SEC Announces 2013 Examination Priorities

On February 21, 2013, the SEC announced its 2013 exam priorities. The SEC outlined its market-wide priorities followed by priorities in four distinct examination programs:

  1. Investment Advisers and Investment Companies
  2. Broker-Dealers
  3. Clearing and Transfer Agents
  4. Market Oversight

In each of the above programs, the SEC will examine (a) ongoing risks (b) new and emerging risks and (c) policy issues.


With respect to investment advisers, the SEC emphasized its intent to examine a significant number of newly-registered advisers within the next two years. Most of these advisers are private fund managers. The SEC also reiterated its Presence Exam initiative. In addition to newly-registered private fund managers, the SEC will focus on dually registered investment advisers/broker-dealers.

As on-going risks in the investment adviser/investment company area, the SEC identified:

  • Safety of assets: the staff will focus on whether advisers appropriately recognize situations in which they have custody as defined in the Custody Rule; comply with the Custody Rule’s “surprise exam” requirement; satisfy the “qualified custodian” provision; and satisfy the requirement of the audit exception used by pooled investment vehicles;
  • Conflicts of interest related to undisclosed compensation arrangements: these activities may include undisclosed fee or solicitation arrangements; referral arrangements and receipt of payments for services allegedly provided to third parties;
  • Marketing and accurate performance advertising: this is, according to the SEC, an inherently high-risk area due to the highly competitive nature of the investment management industry. The staff will focus on the accuracy of advertised performance including hypothetical and back-tested performance; the assumptions of the methodology used; appropriate disclosures and compliance with record-keeping requirements;
  • Conflicts of interests related to allocation of investment opportunities: these conflicts stem in particular from the side-by-side management of accounts where fees differ (e.g. mutual funds without performance fees vs. accounts that pay performance fees);
  • Fund governance of investment companies: SEC staff will assess whether there is “tone at the top” and will confirm full and accurate disclosures by the investment adviser to fund directors regarding fund compliance matters. SEC staff will also assess whether fund directors conduct appropriate reviews of fund service providers (which include investment advisers and sub-advisers) in connection with contract renewals, valuation of fund assets and assessment of expenses.

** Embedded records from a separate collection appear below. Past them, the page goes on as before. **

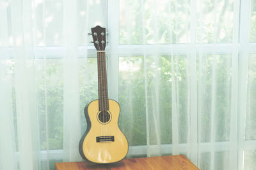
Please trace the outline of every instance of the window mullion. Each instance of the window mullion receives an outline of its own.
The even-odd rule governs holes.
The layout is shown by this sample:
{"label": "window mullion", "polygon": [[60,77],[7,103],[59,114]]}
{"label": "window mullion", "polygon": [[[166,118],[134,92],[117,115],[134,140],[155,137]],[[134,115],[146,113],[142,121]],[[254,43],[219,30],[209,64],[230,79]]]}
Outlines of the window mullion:
{"label": "window mullion", "polygon": [[108,1],[108,45],[106,50],[108,57],[108,84],[110,99],[118,99],[118,15],[119,1]]}

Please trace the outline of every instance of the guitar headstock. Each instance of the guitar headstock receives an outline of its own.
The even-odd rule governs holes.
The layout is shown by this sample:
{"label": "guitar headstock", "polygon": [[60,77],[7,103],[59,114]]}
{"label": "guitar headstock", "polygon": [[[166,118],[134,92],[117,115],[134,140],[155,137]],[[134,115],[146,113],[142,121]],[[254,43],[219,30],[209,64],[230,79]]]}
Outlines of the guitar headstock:
{"label": "guitar headstock", "polygon": [[106,47],[106,28],[99,25],[91,28],[93,43],[97,51],[104,51]]}

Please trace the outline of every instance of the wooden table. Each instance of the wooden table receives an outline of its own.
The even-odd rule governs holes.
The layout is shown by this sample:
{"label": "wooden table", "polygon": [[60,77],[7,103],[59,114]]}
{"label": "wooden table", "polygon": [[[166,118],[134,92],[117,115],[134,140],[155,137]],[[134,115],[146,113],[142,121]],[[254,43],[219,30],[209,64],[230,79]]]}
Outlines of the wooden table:
{"label": "wooden table", "polygon": [[124,159],[109,164],[97,164],[90,162],[58,162],[55,170],[141,170],[141,169],[199,169],[184,155],[163,156]]}

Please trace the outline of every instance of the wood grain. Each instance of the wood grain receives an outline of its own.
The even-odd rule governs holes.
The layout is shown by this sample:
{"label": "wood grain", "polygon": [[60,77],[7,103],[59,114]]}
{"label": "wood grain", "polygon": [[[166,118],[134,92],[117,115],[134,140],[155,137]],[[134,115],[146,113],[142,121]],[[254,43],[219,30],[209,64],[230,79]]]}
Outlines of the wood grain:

As new and emerging issues, related to investment advisers, the SEC mentions:

  • The examination of the 2,000 new registrants (mostly advisers of private investment funds);
  • The continued convergence between investment advisers and broker-dealers (where the lines between the two types of registrants have blurred) and the practice of transacting advisory trades through broker-dealer firms for which they are registered representatives. The SEC stresses the dual registrant model is full of conflicts;
  • The growing use of hedge fund strategies by mutual funds and the compliance issues involved with the use of these novel strategies; and
  • The assessment of whether payments are being made to investment advisers by mutual fund companies in accordance with Investment Company Act Rule 12b-1 or whether they are instead payments for preferential treatment which the SEC currently sees are being made under many different names and purportedly for a variety of services, such as revenue sharing, sub-TA, shareholder servicing, and conference support.